7.3 WHAT RESPONSIBILITIES DO DEVELOPERS OR REAL ESTATE AGENTS HAVE TO REVEAL THE HAZARDS?
As you might imagine they are responsible to disclose any geologic hazard to the property that they know of and is on public record. As far as the road hazards go, things were not so clear. Although every realtor I spoke with said that they did disclose the road hazards, not all of them believed, since it did not directly effect the property that it was required.
7.4 HOW ABOUT A PRIVATE SELLER?
No one knew of a case were a private seller was actually found liable for not disclosing hazards on a property.
7.5 SO WHAT IS THE OPHIR COMMUNITY FEELING ON ALL THIS?
Like most small communities, the people of Ophir want to have control of their own destiny, generally they are willing to accept the risks that come along with living in a high mountain valley. But what risk is acceptable? Will peoples perception of acceptable risk change after an accident?
8. WHAT IS IN THE FUTURE?
Well, the control work over the road seems to be mostly solved for the moment, although some type of local forecasting should probably be initiated so the road closures are more effective and timely.
As for the control work with explosives this would probably not be acceptable due to the unpredictability of avalanches. Most feel that defense structures in the runouts are probably the most effective option. But due to the very limited financial resources of the town I do not foresee anything along these lines in the near future. Also, even when these proposals have been mentioned some residents object on the grounds that it would make the town have a safer feeling and thus increase the rate of development.

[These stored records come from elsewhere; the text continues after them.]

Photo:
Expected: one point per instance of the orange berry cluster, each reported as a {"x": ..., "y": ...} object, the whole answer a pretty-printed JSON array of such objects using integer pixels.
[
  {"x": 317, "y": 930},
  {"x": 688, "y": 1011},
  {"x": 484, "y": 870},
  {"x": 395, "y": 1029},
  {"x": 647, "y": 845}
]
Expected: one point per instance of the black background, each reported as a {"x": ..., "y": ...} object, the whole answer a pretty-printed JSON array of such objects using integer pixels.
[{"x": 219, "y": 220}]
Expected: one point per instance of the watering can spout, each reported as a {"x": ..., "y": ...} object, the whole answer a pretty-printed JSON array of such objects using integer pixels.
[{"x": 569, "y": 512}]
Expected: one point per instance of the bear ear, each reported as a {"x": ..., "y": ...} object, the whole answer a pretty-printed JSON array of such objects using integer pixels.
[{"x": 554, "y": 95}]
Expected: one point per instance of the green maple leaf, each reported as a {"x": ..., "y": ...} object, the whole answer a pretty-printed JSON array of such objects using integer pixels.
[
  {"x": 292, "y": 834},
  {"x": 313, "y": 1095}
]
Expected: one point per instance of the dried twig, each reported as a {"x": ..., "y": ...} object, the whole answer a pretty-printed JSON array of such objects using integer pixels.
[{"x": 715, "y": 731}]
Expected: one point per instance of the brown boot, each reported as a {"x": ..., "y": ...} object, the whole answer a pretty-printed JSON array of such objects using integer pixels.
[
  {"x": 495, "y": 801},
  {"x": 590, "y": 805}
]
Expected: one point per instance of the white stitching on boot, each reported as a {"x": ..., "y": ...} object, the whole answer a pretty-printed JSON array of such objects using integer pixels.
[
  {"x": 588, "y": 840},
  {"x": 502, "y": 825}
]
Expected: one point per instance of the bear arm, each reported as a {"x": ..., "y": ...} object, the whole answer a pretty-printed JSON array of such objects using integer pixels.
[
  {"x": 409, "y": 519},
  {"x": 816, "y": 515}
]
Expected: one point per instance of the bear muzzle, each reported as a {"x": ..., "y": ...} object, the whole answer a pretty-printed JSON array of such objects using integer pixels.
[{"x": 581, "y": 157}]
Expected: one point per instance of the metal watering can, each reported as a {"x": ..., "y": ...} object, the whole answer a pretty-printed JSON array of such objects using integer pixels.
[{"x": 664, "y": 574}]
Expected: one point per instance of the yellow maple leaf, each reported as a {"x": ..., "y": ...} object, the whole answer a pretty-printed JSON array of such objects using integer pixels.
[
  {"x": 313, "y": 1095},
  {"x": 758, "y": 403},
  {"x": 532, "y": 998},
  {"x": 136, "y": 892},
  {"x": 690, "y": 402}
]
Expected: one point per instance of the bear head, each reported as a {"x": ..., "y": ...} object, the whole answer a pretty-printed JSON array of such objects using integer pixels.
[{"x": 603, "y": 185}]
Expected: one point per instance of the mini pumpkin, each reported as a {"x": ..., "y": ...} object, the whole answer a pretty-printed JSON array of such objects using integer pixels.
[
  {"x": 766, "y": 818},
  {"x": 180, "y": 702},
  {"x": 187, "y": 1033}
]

9. WHAT DOES ALL THIS MEAN TO YOU AS AN AVALANCHE PROFESSIONAL?
I believe that these remote high mountain properties are going to continue to see ever increasing development in the future and thus a need for more study, delineation, and mapping of avalanche hazard areas. Those of you who do take on this consultation work are going to have to be sure to have a complete understanding of the procedures currently in use for the detailed evaluation of avalanche hazard areas and methods for quantifying risks, design parameters, mitigation procedures, and legal implications.
Keep in mind that that cold North facing hillside property might not look like much today but it could be the home of the rich and famous tomorrow
Collman, R., McCoy, D. A., and Graves, A., 1993: The R.G.S. Story, Volume III, 13-493.
Mears, A.I., 1975: Snow Avalanche Hazards Of The Ophir Area, San Miquel County, Colorado. Open File Report, 1-13.